Soil Affinities traces lines and networks of terrestrial connection between plants and people across different geographies and temporalities. It takes as its starting point the agrarian history of the Parisian suburb of Aubervilliers, which until the end of the nineteenth century when the region was industrialised had a rich tradition of market gardening. Noting that the decline of food production in the area coincided with the development of colonial agriculture in Africa, the artist set out to research the connections between (post)colonial history and the assisted migration of plants. This included the founding of a colonial test garden in the Bois de Vincennes in Paris by the French authorities as a hub for the transplantation of plant species between the Americas, France and West Africa. The experimental cultivation of European staples such as tomatoes, peppers, green beans, onions and cabbage for the French settler population paved the way for the wholesale reorientation of Senegalese agriculture to serve European markets in the era of globalisation.
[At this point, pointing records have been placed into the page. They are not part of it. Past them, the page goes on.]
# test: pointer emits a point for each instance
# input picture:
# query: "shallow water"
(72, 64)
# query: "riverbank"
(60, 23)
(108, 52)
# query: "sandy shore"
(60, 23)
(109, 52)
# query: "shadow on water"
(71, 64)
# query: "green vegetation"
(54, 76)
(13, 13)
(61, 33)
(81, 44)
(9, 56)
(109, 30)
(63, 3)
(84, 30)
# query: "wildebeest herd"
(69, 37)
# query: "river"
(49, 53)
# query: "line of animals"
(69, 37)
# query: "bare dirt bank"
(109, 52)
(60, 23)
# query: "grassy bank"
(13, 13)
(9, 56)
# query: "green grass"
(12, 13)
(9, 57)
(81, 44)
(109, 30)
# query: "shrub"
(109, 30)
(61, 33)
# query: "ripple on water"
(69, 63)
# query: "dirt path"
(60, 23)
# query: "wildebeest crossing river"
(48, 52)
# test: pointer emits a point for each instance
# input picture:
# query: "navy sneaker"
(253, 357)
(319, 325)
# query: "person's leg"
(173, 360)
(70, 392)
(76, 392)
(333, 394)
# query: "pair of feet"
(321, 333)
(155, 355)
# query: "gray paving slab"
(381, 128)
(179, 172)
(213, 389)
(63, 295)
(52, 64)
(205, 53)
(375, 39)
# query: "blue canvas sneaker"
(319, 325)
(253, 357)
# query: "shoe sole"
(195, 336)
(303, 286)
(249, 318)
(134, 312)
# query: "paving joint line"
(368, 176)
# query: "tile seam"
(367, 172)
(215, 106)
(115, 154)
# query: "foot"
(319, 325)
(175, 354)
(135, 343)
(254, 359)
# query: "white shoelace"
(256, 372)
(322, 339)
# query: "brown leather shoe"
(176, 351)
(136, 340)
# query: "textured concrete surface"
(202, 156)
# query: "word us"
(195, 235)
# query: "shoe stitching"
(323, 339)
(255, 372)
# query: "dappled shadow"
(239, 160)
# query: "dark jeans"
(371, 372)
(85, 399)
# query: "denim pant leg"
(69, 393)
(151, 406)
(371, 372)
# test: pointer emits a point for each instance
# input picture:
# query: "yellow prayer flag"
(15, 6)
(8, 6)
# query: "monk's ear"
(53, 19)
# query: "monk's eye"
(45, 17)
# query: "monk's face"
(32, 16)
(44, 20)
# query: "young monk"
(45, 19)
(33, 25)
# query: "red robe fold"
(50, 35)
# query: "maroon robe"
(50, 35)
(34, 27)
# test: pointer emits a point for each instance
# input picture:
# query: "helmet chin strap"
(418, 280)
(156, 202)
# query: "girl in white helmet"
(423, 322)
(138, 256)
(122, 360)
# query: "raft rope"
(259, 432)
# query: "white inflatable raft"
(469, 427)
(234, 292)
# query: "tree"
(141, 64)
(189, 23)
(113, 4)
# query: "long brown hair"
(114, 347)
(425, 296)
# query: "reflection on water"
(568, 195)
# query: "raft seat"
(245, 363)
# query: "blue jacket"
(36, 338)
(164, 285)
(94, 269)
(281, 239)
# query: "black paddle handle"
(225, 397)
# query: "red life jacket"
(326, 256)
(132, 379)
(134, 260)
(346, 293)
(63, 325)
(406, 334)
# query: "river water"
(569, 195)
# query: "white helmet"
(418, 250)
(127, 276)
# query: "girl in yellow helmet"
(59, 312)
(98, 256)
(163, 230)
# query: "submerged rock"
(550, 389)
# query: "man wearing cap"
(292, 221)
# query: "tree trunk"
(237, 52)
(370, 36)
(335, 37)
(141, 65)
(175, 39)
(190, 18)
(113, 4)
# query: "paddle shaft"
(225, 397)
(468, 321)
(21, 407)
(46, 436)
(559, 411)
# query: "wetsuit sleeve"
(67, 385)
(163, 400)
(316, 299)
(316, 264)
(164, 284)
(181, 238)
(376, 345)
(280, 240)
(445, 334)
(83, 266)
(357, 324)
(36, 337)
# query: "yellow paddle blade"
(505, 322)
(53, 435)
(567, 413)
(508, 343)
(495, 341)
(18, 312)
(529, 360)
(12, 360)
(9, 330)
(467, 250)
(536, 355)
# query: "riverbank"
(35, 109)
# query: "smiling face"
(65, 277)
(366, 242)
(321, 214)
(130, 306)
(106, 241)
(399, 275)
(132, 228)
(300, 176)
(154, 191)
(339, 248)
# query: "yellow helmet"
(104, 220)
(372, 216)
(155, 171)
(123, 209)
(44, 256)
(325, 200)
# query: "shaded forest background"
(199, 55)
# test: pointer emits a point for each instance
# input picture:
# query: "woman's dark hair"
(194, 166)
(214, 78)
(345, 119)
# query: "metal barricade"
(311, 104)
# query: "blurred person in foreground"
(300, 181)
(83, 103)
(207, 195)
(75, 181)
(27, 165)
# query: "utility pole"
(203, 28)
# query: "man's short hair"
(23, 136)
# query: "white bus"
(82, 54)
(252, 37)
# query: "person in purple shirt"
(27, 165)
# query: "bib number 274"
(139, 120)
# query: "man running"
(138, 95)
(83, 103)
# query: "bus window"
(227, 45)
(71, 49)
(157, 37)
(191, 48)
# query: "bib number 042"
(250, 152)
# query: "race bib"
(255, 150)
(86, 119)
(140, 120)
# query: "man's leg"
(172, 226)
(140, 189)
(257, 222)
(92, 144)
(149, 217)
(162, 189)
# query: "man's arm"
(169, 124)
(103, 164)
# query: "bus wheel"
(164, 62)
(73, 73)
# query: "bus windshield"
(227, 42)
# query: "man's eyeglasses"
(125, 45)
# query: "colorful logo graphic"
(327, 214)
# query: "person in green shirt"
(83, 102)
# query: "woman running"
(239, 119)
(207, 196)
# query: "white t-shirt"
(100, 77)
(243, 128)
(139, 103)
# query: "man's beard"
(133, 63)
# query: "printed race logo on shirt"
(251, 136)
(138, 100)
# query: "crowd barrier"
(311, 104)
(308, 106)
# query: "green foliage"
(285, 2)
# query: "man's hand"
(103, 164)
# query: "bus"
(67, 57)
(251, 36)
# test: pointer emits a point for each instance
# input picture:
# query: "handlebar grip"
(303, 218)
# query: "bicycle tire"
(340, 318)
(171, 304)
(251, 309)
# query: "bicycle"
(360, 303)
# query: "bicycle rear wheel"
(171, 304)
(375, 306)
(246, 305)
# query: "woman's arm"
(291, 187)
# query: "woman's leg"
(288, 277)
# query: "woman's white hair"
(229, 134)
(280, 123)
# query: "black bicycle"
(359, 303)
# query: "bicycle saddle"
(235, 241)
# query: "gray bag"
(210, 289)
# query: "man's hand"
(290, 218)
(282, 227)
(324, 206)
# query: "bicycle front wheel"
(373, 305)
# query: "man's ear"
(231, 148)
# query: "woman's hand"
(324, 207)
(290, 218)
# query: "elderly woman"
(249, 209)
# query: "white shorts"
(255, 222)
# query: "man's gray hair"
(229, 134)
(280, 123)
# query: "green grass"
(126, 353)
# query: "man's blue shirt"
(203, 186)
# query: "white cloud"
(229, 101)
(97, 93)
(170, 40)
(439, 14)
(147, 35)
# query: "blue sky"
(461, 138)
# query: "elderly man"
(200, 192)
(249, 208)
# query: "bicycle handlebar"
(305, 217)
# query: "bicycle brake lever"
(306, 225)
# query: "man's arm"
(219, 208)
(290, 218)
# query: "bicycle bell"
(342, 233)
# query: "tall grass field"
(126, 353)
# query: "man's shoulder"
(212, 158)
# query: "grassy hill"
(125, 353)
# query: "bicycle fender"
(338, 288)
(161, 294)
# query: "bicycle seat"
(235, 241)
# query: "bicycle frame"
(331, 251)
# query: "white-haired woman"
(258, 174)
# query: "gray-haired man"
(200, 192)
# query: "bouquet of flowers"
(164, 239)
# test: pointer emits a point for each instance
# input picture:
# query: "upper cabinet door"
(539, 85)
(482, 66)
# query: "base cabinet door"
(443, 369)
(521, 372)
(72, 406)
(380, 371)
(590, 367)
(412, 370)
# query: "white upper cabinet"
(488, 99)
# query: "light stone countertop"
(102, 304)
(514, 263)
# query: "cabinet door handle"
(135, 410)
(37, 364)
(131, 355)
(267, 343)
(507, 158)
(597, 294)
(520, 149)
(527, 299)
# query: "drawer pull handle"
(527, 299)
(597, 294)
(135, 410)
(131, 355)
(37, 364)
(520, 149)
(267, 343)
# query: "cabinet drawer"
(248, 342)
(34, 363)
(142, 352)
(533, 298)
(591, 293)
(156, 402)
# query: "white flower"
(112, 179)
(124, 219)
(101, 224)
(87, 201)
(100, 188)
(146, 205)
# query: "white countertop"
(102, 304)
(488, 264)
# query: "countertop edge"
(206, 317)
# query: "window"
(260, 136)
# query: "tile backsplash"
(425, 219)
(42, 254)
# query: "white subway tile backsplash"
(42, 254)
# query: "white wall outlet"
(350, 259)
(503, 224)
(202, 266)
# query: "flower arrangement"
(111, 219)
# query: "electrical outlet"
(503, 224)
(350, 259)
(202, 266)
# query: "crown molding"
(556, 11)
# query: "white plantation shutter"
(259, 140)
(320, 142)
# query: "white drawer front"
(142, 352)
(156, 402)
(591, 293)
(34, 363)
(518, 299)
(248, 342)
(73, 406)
Consisting of video, photography and other documents gathered in France and Senegal, the installation is structured in a horizontal, non-linear manner to allow human and vegetal histories of trans-oceanic mobility to intersect and cross-fertilise.

Ferenc Gróf with Jean-Baptiste Naudy, The Sea of Sahara (2021)

The vision of creating an artificial sea in the middle of the Sahara dates to the late nineteenth century, when fuelled by the French colonial imagination geoengineering plans were developed to turn the inhospitable desert into the breadbasket of the Maghreb. The installation Sea of Sahara excavates the pre-history of contemporary terraforming schemes to redesign and reorganise the planet on a massive scale, leaving no place on Earth free from technocratic control, even if it entails domesticating the desert. Archaeological records reveal however that the Sahara was not always so dry, with lost riverbeds and lakes evidence of a Neolithic wet period when the region was a fertile savannah. The representation of La Semeuse or The Sower references the productivist ethos of colonial modernity, which sought to dominate the land for profit, power and the nation, engendering the unfolding ecological crisis. The threat of the desertification of the world’s fertile land posed by climate change casts such geoengineering efforts in a new light, with the altering meteorological realities represented in infographics depicting the uncontrollable reactions of sun, air, land and water on a heating planet.